Computer viruses can wreck havoc to the operations of the computer. A computer virus is a type of malware that is intentionally written to gain entry into your computer, without your knowledge or permission. It has the capacity to modify or replicate itself, in which case it will continue spreading. There are varying different types of computer viruses and their effects also vary widely. While some simply replicate themselves, others adversely affect the programs and consequently, the system’s performance. This therefore underlines the importance of not assuming that the virus is harmless and leaving it in the system. It is important that you scan your computer for viruses once in a while, so that you can be sure about its protection.

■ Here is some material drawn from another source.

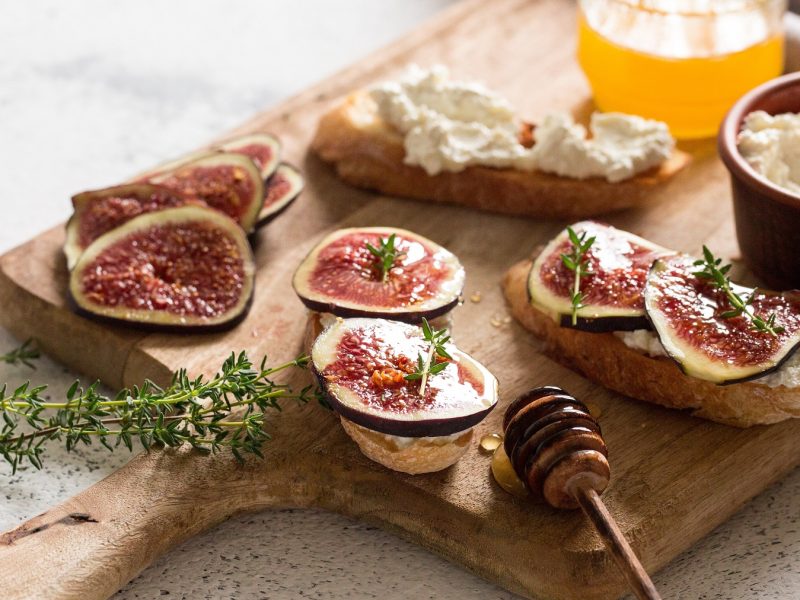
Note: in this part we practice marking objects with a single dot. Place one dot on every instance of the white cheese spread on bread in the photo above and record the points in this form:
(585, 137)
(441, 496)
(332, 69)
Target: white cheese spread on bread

There are various types of computer viruses, classified in terms of techniques, origin, the types of files affected, damage, OS or Platform attacked, as well as the places they hide. It’s relatively hard to answer how many different types of computer viruses there are but below covers the main core concepts of the common types:
Resident viruses: These are permanent viruses dwelling in RAM memory. In this case, they would be in a position to overcome, as well as interrupt, all operations that the system executes. Their effects include corrupting programs and files that are closed, opened, renamed or copied.
Overwrite viruses: These viruses delete information that is in the infected files. In this case, the infected files would be rendered totally or partially useless. Unfortunately, you would only clean the infected file by deleting it completely, therefore losing original content.
Direct action viruses: This virus replicates itself, then acts when executed. Subject to satisfaction of particular conditions, the virus infects files located in the folders or computer directory. It is also in directories specified in the AUTOEXEC.BAT PATH. In most cases, it is located in hard drive’s root directory and takes particular action when the computer boots.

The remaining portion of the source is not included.